LiteraLivre Vl. 3 - nº 13 – Jan/Fev. de 2019
Ninguém morreu
Marina Monteiro
Rio de Janeiro/RJ
Ninguém morreu.
Eu espero um amigo na livraria. Folheio alguns livros. Procuro algumas respostas.
Às vezes, por mais ceticismo que se tenha, a gente ainda quer acreditar.
Mas ninguém morreu.
Se no luto da morte já é imposto tempo.
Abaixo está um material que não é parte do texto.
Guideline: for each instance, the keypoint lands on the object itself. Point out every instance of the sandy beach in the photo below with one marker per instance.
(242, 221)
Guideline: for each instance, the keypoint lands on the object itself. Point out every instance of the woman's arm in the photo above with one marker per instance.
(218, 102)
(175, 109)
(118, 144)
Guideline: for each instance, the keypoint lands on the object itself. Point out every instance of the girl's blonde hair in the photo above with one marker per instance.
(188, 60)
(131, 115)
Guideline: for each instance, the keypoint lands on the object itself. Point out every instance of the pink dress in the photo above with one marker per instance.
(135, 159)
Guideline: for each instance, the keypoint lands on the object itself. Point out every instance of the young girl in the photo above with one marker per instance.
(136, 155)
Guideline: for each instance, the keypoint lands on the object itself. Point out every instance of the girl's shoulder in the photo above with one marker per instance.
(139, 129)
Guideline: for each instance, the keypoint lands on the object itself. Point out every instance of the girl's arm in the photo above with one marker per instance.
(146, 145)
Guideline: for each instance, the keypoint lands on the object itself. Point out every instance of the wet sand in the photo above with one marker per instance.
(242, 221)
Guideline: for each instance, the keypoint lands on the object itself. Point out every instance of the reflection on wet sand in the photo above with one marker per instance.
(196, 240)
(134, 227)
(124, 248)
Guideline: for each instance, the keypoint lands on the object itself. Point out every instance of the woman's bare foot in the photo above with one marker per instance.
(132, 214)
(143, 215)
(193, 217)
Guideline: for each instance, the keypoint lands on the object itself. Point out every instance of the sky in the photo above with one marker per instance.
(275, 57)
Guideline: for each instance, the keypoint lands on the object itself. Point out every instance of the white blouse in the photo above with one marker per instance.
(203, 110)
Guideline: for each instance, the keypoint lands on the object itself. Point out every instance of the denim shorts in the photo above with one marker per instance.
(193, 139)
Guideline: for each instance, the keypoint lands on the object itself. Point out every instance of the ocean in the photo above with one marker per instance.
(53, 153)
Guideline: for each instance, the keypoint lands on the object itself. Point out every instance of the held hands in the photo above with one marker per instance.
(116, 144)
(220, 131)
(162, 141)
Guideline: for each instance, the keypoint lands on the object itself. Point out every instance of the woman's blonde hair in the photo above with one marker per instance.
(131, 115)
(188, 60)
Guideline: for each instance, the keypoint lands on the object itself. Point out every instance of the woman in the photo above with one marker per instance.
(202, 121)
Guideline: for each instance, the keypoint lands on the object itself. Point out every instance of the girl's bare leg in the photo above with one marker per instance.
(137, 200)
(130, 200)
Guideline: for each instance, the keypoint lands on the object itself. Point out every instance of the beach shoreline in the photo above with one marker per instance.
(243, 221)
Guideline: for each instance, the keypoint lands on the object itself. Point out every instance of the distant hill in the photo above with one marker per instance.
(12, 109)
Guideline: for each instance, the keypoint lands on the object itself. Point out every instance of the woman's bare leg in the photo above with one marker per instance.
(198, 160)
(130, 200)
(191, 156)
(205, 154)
No luto da vida são pressupostos
impaciência e desdém da plateia.
A vida grita:
- Ninguém morreu!
Mas fala isso pro meu fígado. Eu penso nele e imagino verde, pegajoso e morto.
O primeiro órgão que morreu em mim!
Ninguém morreu. Daqui a pouco logo mais de um ano ainda ontem, mas todo
mundo já esqueceu. Crianças nasceram, dentes caíram, velhos morreram.
Mataram a Marielle. Quatro tiros só na cabeça. A minha mãe tem uma dor no
braço. Ontem eu fui ao teatro. O corpo pulsa. Toda semana tem uma segunda
feira.
Quando ninguém morre, a vida continua mais feroz. O luto da vida não tem
espaço. Hoje eu quero uma cerveja na Lapa!!!
A vida segue. Tudo vai ficar bem. Meditação. Respiração. Presença. Tudo passa e
a piadinha da uva segue. Ninguém morreu. Eu não sou o
Pai
da
Menina
Morta.
E o “como se tivesse morrido” é sacrilégio. Porque ninguém morreu.
Ausência de fato.
Mas tudo em mim parece morto. Ou tudo que eu acreditava em mim.